SBÜ Hamidiye Sağlık Bilimleri Enstitüsü Biyoteknoloji Anabilim Dalı Öğretim Üyesi Dr. Özge Dinç ise pandemide çok kullanılan el ve cilt dezenfektanında bulunan hipokloröz asitin, Amerikan Gıda ve İlaç Dairesi FDA uyarınca da gıda ile teması güvenli olarak sınıflandırıldığını ifade etti. Dinç "Ülkemizde de dünyada da yaş meyve ve sebzenin hasadından sonra, çeşitli koruyucu kimyasallar kullanılıyor. Ancak bu kimyasallar hem kalıntı bırakması yönüyle insan sağlığına zarar verebiliyor, hem de ihracat aşamasında gerekli sınır analizlerinin üstünde kalarak, ürünlerin geri dönmesine neden oluyor. Hipokloröz asit, işte bu anlamda hem zararlı kalıntı bırakmaması, hem de mikrobiyal güvenliği üst düzeyde sağlaması yönüyle oldukça avantajlı" şeklinde konuştu.

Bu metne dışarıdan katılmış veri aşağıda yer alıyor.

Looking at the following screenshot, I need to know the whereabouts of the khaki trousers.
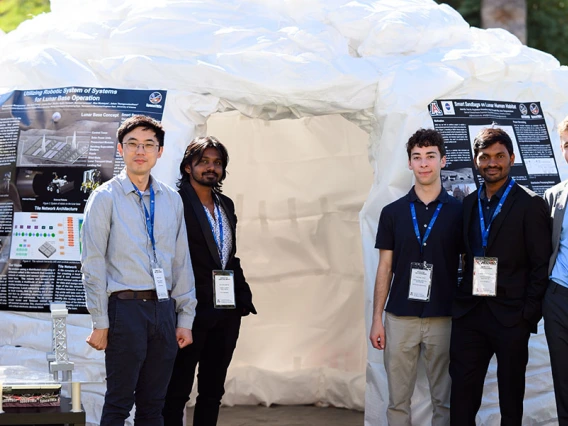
[384,312,452,426]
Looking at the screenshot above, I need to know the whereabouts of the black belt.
[111,290,158,300]
[548,280,568,297]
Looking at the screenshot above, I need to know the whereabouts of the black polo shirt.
[468,176,511,257]
[375,187,463,318]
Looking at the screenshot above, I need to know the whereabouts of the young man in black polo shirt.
[370,129,462,426]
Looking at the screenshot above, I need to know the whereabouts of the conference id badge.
[408,262,434,302]
[472,257,497,296]
[213,270,237,309]
[152,266,170,302]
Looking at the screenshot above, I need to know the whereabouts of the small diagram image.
[10,212,83,261]
[46,172,75,194]
[81,169,102,194]
[38,241,57,259]
[442,168,477,200]
[22,132,89,165]
[450,182,477,201]
[0,237,10,265]
[0,172,12,194]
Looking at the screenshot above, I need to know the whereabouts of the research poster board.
[428,99,560,199]
[0,87,167,313]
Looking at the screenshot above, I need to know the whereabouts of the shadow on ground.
[187,405,364,426]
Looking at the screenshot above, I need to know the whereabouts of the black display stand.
[0,397,85,426]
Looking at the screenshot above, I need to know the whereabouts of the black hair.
[116,115,165,146]
[177,136,229,192]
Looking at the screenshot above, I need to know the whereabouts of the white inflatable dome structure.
[0,0,568,426]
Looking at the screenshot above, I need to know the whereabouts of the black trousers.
[450,301,530,426]
[542,281,568,426]
[101,296,178,426]
[162,311,241,426]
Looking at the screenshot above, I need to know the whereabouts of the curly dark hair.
[177,136,229,192]
[406,129,446,160]
[473,127,513,157]
[116,115,165,146]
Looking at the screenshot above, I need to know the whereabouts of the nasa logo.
[430,102,443,116]
[148,92,162,105]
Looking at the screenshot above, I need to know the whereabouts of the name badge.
[152,267,170,302]
[213,270,237,309]
[472,257,497,296]
[408,262,434,302]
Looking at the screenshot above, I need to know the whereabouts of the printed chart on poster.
[10,212,83,262]
[0,87,167,313]
[429,99,560,199]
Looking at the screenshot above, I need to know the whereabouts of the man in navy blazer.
[163,136,256,426]
[450,128,551,426]
[543,117,568,426]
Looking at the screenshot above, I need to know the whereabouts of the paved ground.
[187,405,363,426]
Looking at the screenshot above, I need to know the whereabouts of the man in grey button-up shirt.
[81,116,197,426]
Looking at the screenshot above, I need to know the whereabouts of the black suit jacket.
[453,183,551,332]
[179,182,256,317]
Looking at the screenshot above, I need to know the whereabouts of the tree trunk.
[481,0,527,44]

Dr. Dinç açıklamalarına şöyle devam etti: "Lojistik zincirindeki fiziksel farklılıklar, hem mesafelerin hem de mevsimin getirdiği sıcaklık farklılıkları, aslında ürünlerin bozulmasına diğer Avrupa ülkelerinden daha fazla etki ediyor. Bu nedenle bu proje ile biz, 'Türkiye verilerini' elde etmeyi amaçlıyoruz. Bu farklı parametrelerin etkisini, Türkiye koşulları için araştırarak kendi ülkemizde hipokloröz asidin tarımda doğru şekilde kullanımını sağlamış olacağız. Lojistik süreçte taşıma koşulları, kasalardan olabilecek bulaş, taşıma araçlarının farklılığından kaynaklı etkiler, depolama alanlarında, hallerdeki bekleme alanlarında oluşabilecek potansiyel patojen bulaşının tespiti gibi bütün faktörleri içeren süreçleri analiz ederek, hipokloröz asidin tarımda yaygın olarak kullanımının doğru konumlandırılmasını hedefliyoruz. Proje sonuçlandığında ürünün kullanımı Tarım Bakanlığı tarafından da onaylanmış olacak. Bu proje ile hipokloröz asidin ilk defa sahada 'gerçek ölçekte' denemelerini yapacağız. Çeşitli veri kaydedicilerle de lojistik ağ boyunca ürünlerin izlenmesini gerçekleştireceğiz. Proje sonuçlanıp hayata geçirildiğinde, gıdanın bozulmasını bir gün bile geciktirmemiz, bize hem ekonomik bir kazanç sağlayacak, hem de bu proje ile Türkiye'de tarım sektörüne yeni bir soluk getireceğiz" dedi. Dr. Özge Dinç, tuzlu sudan elde edilen hipokloröz asidin laboratuvar ölçeğinde üretilen formunun, kendi imalatları olan jeneratörlerde ayda 15 ton hacme kadar üretebileceğini de belirtti.